One example of the object-level mapping: Text Description: He is looking at the opposite side of the road. The “selectedTextBbox” attribute of the phrase “the road” is: "the road._relativeToGoalReasoningText_7": [465.32276330690826, 486.76056338028167, 1079.9546998867497, 621.4889336016097]. The key string has following 3 values based on underscore: "the road." : Noun or pronoun. "relativeToGoalReasoningText": Text Description containing the noun or pronoun "7": Id of the bounding box The remaining is the coordinates of the bounding box. ![image](./images/data_granularity_v3.png)

[Q7]: Regarding the evaluation and ground true, our understanding is that we have to create a ground-truth JSON file based on the training and validation sets. However, the annotations provided in the dataset correspond to several annotators (10-11). It means that we have to process all those annotations in order to create a ground-truth that provides a “1” or “0” pedestrian intention per frame. Something similar has to be done with the driver intention. Does this ground-truth have to be generated using the mean (of all the annotators) or the majority strategy? Please, let us know if we are correctly interpreting how to create the JSON ground-truth.
Reply: For model training, we encourage participants to explore different strategies to leverage the multiple annotations provided by different annotators. However, for the validation and test data, we will use the majority vote annotation, determined by considering all annotators, as the ground truth to evaluate the submitted predictions. Based on our experience, disagreements among annotators have the potential to benefit model optimization and reduce overfitting.

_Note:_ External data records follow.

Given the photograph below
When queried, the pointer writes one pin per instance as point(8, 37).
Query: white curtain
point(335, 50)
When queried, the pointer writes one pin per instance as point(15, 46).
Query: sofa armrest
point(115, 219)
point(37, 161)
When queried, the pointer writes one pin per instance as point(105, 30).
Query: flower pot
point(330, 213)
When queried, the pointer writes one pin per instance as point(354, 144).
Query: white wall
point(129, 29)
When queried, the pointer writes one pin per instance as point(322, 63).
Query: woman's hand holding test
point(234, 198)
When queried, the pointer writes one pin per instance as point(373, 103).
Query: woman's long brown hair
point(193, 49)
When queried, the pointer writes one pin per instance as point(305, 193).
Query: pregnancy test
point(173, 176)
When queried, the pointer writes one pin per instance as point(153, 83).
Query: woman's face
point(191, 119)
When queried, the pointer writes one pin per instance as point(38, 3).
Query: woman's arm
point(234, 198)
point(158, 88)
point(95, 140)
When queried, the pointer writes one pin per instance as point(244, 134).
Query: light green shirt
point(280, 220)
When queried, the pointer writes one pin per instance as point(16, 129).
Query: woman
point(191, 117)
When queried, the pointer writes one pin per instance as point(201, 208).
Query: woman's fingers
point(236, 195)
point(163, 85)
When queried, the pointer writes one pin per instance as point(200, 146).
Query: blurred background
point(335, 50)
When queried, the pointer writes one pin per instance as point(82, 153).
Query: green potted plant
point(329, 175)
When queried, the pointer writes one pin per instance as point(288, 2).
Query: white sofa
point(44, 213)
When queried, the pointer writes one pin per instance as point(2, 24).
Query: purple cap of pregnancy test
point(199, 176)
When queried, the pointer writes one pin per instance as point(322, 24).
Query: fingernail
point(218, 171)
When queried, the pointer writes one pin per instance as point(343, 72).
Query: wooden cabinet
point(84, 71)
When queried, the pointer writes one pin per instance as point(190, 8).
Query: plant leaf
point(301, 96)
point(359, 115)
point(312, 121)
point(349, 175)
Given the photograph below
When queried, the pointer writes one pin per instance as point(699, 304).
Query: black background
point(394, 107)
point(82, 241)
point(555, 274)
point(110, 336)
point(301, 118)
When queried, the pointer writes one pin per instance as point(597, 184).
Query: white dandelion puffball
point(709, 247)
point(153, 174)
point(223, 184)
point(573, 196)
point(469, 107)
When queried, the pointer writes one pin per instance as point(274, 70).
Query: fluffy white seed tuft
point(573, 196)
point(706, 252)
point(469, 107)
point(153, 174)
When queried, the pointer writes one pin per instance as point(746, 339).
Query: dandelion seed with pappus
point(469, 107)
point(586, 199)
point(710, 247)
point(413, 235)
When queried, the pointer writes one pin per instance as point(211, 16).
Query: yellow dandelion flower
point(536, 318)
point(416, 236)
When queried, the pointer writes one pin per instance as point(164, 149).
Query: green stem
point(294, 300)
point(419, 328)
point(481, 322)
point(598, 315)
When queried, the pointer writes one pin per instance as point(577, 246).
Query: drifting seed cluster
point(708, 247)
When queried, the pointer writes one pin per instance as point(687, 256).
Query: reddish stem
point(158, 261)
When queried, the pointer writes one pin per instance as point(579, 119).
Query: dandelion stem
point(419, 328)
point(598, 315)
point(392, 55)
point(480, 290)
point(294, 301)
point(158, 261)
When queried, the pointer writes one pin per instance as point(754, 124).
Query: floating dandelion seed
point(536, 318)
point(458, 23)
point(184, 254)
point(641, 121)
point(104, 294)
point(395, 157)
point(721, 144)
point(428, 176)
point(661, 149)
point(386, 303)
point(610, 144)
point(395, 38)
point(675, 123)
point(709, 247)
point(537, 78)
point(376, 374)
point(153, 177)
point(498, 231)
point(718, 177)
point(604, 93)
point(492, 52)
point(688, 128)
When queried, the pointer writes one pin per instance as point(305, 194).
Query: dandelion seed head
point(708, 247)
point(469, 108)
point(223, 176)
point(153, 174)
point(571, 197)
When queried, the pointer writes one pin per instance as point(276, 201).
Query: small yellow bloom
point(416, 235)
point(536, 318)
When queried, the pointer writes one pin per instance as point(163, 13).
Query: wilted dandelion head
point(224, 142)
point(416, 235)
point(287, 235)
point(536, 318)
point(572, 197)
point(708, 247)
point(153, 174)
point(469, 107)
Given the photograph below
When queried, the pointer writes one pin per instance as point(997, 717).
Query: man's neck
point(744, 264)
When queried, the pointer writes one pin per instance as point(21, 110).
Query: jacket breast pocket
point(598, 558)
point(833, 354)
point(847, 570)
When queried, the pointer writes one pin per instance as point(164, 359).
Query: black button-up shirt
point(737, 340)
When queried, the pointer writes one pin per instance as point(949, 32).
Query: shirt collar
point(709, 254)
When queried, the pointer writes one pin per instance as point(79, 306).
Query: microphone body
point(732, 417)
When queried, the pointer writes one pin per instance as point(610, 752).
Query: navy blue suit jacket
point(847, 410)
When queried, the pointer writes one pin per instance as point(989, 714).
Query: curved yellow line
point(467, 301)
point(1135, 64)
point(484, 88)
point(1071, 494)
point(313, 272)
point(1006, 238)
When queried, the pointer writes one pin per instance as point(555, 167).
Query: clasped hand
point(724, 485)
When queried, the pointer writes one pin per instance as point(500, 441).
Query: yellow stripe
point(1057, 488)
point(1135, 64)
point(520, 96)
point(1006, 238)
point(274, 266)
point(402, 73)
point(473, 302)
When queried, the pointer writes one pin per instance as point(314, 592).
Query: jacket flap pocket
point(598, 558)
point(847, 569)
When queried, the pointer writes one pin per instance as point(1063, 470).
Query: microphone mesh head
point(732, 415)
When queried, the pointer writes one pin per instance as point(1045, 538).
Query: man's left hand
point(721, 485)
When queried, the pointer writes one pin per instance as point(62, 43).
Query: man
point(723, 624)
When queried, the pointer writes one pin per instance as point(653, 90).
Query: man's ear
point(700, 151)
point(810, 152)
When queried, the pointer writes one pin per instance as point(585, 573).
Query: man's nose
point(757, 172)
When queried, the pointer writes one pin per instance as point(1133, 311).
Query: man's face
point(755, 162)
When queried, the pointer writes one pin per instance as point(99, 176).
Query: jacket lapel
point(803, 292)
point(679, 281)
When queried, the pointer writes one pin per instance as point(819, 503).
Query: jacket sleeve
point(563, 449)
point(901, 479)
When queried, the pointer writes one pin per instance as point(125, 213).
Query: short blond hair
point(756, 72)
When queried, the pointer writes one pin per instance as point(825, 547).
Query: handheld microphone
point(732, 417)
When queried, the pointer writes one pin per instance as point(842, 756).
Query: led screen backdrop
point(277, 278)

[Q8]: Test set, we understand that the test set will be released on August 31. We also understand that the test set will provide the video inputs together with the CV and Cognitive annotations (excluding the intentions). Are we interpreting things right?
Reply: No, in the test data, only the CV annotations will be provided alongside the videos (clips). Cognitive annotations, which are closely linked to intent estimation, are intentionally excluded from the test data to avoid information leakage. This is because some sentences in the cognitive annotations explicitly include the intent, which could compromise the integrity of the evaluation. Additionally, in real-world applications, providing language descriptions at the initial stage is not practical. However, generating or predicting language descriptions based on visual input shows promise as a strategy.

[Q9]: what is the meaning of "groudID" attribute inside '*objType*_track_*trackId*' in the CV annotations?
Reply: We apologize for any confusion or inconvenience caused by this oversight. Regarding your question about the attribute "groupID," it was used solely for the purpose of collecting and organizing raw annotations for intent estimation. Consequently, the "groupID" attribute does not hold any relevance or provide any further information for the competition data processing or any specific tasks. Therefore, you can safely disregard any remaining "groupID" attributes present in the CV annotation files.